Removing duplicates from a DesktopListBox

Perry_Paolantonio · August 27, 2022, 3:44pm

I have a DesktopListbox that has names (column 0) and email addresses (column 1). I’m trying to remove the duplicate entries by stepping through the list in a for/next loop and using .RemoveRowAt to get rid of duplicates. In cases where the name field is empty in one duplicate entry but not in the other, I want to delete the empty one, so we have a name.

When I put breaks into my code and run it in the debugger, it’s evaluating correctly (for example, when the name on the previous email is empty but the current name is not, it’s finding that and breaking in that bock. However, I don’t seem to be able to remove the row. The resulting listbox is showing all the duplicates. I haven’t done too much with Listboxes, so maybe I’m not getting how they work, but this all seems to be working except for the part where I delete the rows! Any ideas?

// Sort all of the entries based on the email address. 
ParsedAddressList.ColumnSortDirectionAt(1) = DesktopListBox.SortDirections.Ascending
ParsedAddressList.SortingColumn = 1 
ParsedAddressList.Sort


// Walk through the listBox to remove duplicates
For row As Integer = 0 to ParsedAddressList.RowCount-1
  if row > 0 then //avoid OutOfBoundsException
    
    //previous row's email addresses and names
    var prevName as string = ParsedAddressList.CellTextAt(row-1,0)
    var currName as string = ParsedAddressList.CellTextAt(row,0)
    var prevEmail as string = ParsedAddressList.CellTextAt(row-1,1)
    var currEmail as string = ParsedAddressList.CellTextAt(row,1)
    
    if prevEmail = currEmail then  
      //We would prefer both name and email if possible. In some cases, we may have duplicate email
      //addresses, but no name. So, we want to delete the empty name row and keep the one with a name
      
      if prevName <> currName AND prevName = "" then
        //previous name is empty, so delete that row
        ParsedAddressList.RemoveRowAt(row -1)
        break  //this is breaking when the current name is there but previous is not

      elseif prevName <> currName AND currName = "" then
        //previous has a name, but current does not, delete current row
        ParsedAddressList.RemoveRowAt(row)
        break  //this is breaking when the previous name is there but current is not
        
      elseif prevName = currName then
        //these are a match, so delete the current row
        ParsedAddressList.RemoveRowAt(row)
        break //this is breaking when the names are equal
      end if
      
    end if
  end if
Next

//re-sort the listbox (maybe not necessary?)
//and refresh it

ParsedAddressList.ColumnSortDirectionAt(1) = DesktopListBox.SortDirections.Ascending
ParsedAddressList.SortingColumn = 1 
ParsedAddressList.Sort

ParsedAddressList.Refresh

What I get is a sorted list, with all the duplicates still there

Ian_Kennedy · August 27, 2022, 4:27pm

Rows start at 0, which is fine. However, when you remove a row all the rows above renumber down by 1. I would loop backwards to avoid that issue.

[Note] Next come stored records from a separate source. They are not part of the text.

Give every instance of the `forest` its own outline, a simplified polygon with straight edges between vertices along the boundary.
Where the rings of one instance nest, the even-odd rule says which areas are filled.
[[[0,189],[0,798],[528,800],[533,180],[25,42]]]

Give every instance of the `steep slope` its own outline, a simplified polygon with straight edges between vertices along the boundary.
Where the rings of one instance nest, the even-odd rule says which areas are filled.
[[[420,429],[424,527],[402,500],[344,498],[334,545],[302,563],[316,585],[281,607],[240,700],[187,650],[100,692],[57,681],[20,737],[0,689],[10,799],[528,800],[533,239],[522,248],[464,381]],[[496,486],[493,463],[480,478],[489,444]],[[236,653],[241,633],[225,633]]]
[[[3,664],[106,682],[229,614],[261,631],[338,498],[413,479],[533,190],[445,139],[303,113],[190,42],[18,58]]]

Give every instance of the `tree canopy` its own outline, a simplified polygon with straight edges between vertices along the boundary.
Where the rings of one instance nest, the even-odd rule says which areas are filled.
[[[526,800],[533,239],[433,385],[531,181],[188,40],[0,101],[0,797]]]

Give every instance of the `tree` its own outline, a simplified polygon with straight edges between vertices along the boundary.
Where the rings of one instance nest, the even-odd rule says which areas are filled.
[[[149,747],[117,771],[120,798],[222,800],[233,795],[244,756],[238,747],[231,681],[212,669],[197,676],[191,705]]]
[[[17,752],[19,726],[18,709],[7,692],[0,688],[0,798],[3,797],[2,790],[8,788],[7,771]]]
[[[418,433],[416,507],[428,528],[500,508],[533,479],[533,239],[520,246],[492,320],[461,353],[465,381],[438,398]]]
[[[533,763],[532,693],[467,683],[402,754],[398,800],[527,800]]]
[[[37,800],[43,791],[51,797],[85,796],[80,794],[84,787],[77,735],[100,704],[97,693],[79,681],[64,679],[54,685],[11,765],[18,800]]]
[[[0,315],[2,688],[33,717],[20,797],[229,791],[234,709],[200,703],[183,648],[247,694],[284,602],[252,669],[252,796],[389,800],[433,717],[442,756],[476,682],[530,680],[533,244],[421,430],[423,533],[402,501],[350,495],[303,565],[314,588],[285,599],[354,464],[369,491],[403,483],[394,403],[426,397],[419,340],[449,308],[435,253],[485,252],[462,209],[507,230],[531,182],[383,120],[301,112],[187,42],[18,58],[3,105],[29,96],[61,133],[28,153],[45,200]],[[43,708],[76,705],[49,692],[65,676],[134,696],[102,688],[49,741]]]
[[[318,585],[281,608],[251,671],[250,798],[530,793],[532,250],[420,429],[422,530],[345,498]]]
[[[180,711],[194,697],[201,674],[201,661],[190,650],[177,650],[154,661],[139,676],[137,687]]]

Rick_Araujo · August 27, 2022, 4:27pm

I see you also want to sort that data. Wouldn’t be better dump such list into a sqlite (even in memory) discarding duplicated keys (emails or whatever), clear the listbox and reload it with such data ordered using a SELECT ORDER as you could wish?

Perry_Paolantonio · August 27, 2022, 4:30pm

Thank you! reversing the direction worked!

Ian_Kennedy · August 27, 2022, 4:34pm

As Rick has said, if you can avoid loading them into the List in the first place, it will be much faster. If you are loading them from a database in the first place use an Order by on your select statement and then compare the one you are about to add with the previous one and don’t load it.

If it is in a pair of arrays to start with use:

aEmails.SortWith( aNames )

and then test them with the previous one. In either case using a non-visual holder for your data will be a lot faster. Each time you update the listbox it has the potential to repaint its self causing excessive CPU usage.

Rick_Araujo · August 27, 2022, 4:35pm

^ This

Perry_Paolantonio · August 27, 2022, 4:48pm

Sure - but this is a quick and dirty app and it processes the list basically instantly. The app is just for internal use. If it was doing more heavy lifting, I would use a database but this is something we’ll fire up once every few months at most, and it’s not processing all that much. I just need something that works here, and don’t care about speed in this case!

Emile_Schwarz · August 28, 2022, 6:53am

Or…

Redesign the way you do this…

If you store the data in a SQLite Data Base, you may set Fields (Name, eMail Addresses) as Unique, and so, you will avoid the Duplicate removal at all…